The snow fell more thickly around the grand hotel. Inside, through the frosted windows, people drank cocoa and hot toddies and ate Cajun-style popcorn. People stomped in from midnight sleigh rides, dusting snow off their coats and laughing. Everyone was happy suddenly to be alive.

In the grand lobby, the Dix-Chords struck up tunes and people danced. They jitterbugged and fox-trotted. Mrs. Mandrake and Dr. Schmeltzer spun each other and tipped their
heads back and clasped each other by the arms. The Cutesy Dell Twins stood back to back, rocking their heads and holding their arms out straight. The three heroes of the evening danced together in a triangle—Jasper doing formal ballroom dances with an imaginary partner, Lily shuffling shyly from one side to the other, and Katie throwing herself around like a wacky hyena. The Manley Boys hurled popcorn at each other. Sid whistled the melody while the band's pianist accompanied him with punchy chords.

The bellhops got up on the counter and tap-danced on the blotters, while the water polo team, grinning widely, lined up on the staircase and toppled one by one into a fountain of champagne. They swam in kaleidoscopic formations around the trussed-up Hooper Quints, who lowed along with the song in awful close harmony, their heads bent together while popcorn rained down upon them; and around them, the water polo team enthusiastically circled and kicked and held up their hands making jazz fingers; and above them, chandeliers sparkled, and
animal eyes glittered from the mounted heads remaining, and corks flew through the air.

Finally, they all gathered around the tree and sang carols.

Sid, smiling widely, proclaimed, “Hooray! It's the best Christmas ever!”

People clapped.

“Um,” said Katie. “Isn't it the middle of summer vacation?”

There was an awkward pause while the author checked his notes.

The water polo team clambered out of the fountain and toweled off the champagne.

Finally, a bellhop ran forward with a telegram in an envelope.

Sid tore open the envelope, read the message, and nodded.

“Hooray!” he proclaimed. “It's the best summer vacation ever!”

They gathered around the palm tree and sang summer songs while the wind blew down from the mountaintop and the snow gathered on the roof of the Moose Tongue Lodge and Resort.
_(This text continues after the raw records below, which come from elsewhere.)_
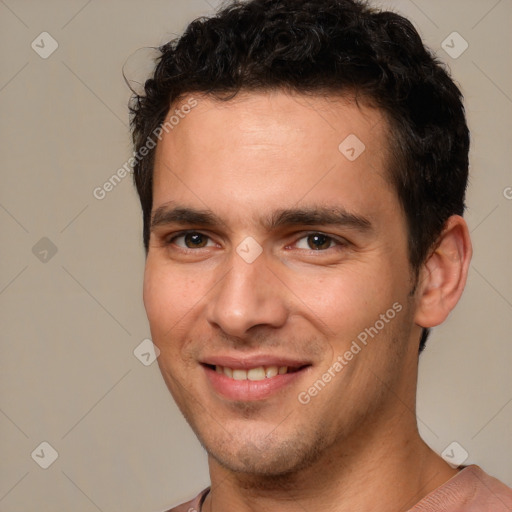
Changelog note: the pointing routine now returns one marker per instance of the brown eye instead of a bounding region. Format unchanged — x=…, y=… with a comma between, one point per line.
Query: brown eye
x=195, y=240
x=192, y=240
x=319, y=242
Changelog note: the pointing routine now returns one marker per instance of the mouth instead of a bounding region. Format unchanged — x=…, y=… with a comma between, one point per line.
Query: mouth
x=248, y=382
x=254, y=374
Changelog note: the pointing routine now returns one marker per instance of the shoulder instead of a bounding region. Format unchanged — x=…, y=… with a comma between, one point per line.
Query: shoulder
x=192, y=505
x=471, y=490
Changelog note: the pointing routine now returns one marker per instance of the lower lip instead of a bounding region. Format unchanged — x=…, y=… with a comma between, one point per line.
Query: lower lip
x=249, y=390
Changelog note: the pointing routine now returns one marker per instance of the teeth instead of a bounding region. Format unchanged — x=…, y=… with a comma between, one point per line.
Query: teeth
x=258, y=373
x=271, y=371
x=239, y=375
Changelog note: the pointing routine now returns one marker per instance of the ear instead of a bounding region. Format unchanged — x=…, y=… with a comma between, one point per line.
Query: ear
x=443, y=276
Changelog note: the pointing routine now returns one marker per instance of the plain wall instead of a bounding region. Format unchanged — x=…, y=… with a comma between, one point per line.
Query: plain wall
x=71, y=320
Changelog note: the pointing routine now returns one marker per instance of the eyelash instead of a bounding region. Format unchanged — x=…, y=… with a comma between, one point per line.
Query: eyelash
x=337, y=242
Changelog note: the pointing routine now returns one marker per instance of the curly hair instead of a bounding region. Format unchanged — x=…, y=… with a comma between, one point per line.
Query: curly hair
x=317, y=47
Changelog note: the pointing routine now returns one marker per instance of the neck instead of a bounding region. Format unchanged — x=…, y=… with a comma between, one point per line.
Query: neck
x=360, y=473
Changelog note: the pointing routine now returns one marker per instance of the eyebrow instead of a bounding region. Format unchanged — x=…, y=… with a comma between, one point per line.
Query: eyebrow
x=311, y=215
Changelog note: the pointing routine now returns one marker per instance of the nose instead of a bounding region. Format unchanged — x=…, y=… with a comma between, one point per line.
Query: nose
x=249, y=295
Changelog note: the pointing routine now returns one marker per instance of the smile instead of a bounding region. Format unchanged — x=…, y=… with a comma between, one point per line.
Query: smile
x=252, y=382
x=254, y=374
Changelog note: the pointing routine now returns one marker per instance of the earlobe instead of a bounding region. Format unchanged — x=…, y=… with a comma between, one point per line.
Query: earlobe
x=443, y=276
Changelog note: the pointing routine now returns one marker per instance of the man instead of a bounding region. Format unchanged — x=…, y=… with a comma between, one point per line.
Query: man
x=302, y=166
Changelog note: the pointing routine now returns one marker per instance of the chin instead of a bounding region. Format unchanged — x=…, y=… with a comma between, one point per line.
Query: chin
x=268, y=457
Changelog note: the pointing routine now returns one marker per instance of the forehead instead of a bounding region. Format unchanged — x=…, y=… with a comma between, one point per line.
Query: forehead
x=270, y=150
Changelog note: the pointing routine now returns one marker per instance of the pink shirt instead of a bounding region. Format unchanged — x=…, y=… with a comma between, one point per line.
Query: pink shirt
x=470, y=490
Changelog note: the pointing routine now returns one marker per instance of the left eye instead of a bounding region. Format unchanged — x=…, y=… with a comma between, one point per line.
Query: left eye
x=192, y=240
x=316, y=242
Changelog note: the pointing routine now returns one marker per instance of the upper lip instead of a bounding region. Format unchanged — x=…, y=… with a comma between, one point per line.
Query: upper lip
x=247, y=362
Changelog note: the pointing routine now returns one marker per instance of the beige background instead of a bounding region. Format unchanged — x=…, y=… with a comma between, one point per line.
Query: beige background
x=70, y=324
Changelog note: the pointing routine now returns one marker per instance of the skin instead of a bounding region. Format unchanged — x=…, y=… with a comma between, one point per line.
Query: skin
x=243, y=160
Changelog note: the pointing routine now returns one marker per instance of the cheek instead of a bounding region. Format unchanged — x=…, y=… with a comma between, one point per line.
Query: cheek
x=345, y=300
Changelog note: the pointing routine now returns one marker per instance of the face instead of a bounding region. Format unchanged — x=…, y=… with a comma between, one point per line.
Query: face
x=277, y=281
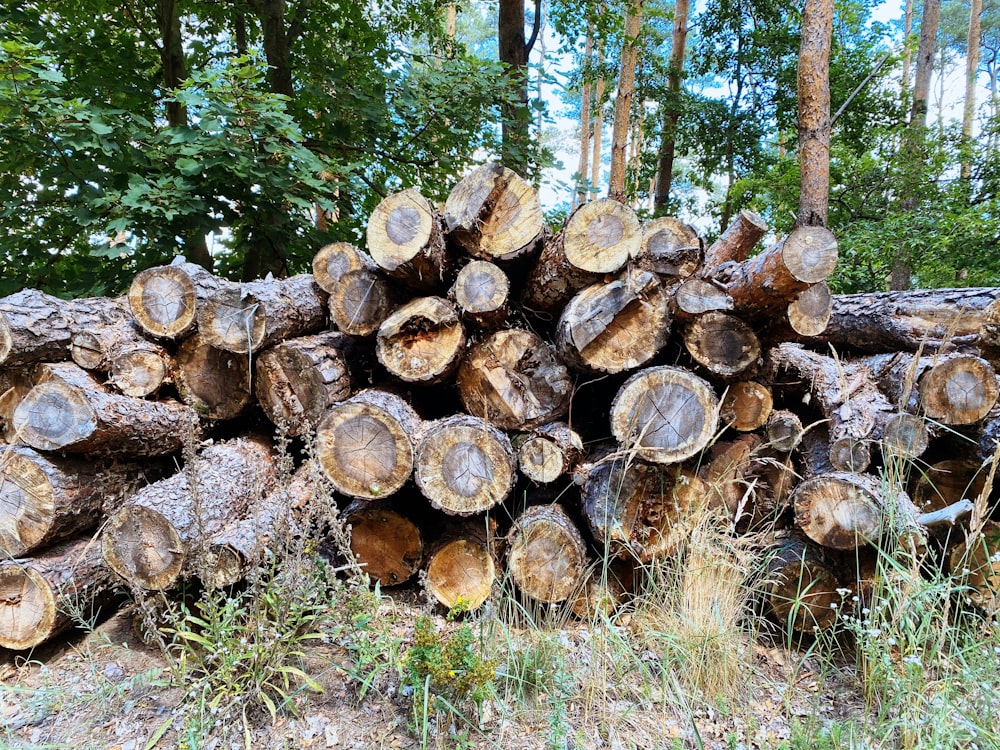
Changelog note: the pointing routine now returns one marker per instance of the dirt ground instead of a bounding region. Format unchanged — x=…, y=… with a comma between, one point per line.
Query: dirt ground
x=107, y=690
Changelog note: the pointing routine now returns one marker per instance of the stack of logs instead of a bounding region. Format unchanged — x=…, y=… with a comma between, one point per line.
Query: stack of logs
x=475, y=391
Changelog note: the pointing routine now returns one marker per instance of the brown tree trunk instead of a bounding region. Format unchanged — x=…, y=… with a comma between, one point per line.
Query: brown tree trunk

Snow fell in spirals through the black trees. It landed on the mountain streams and disappeared. It lay on the burrows of wolves. As night grew deeper, clouds snagged on the summit, on the antennae there, and everything was silenced.

Snow fell on crags and on pines. Secretly, it muffled shapes and finished them.

It tumbled past the window where Lily and Katie knelt on Lily's bed, looking out at the darkness.

“The Hooper Quints' books were published a long time ago,” whispered Katie. “Back in the 1930s or 1940s or ‘50s. Back when Jasper's books came out.”

She could, somehow, feel that Lily was nodding, though the room was unlit.

“Then, why …,” started Katie, and she fell silent.

She tried again. “Then why did they get older and Jasper didn't?”

Lily reached out and laid her hand on the windowpane. It was cold to the touch. In the faint ghost of light from outside, the spaces between her fingers grew slips of fog.

She said, “I guess because no one read their books. So they were free. They could change and grow older. People somewhere must still read about Jasper. So he's still who he was.”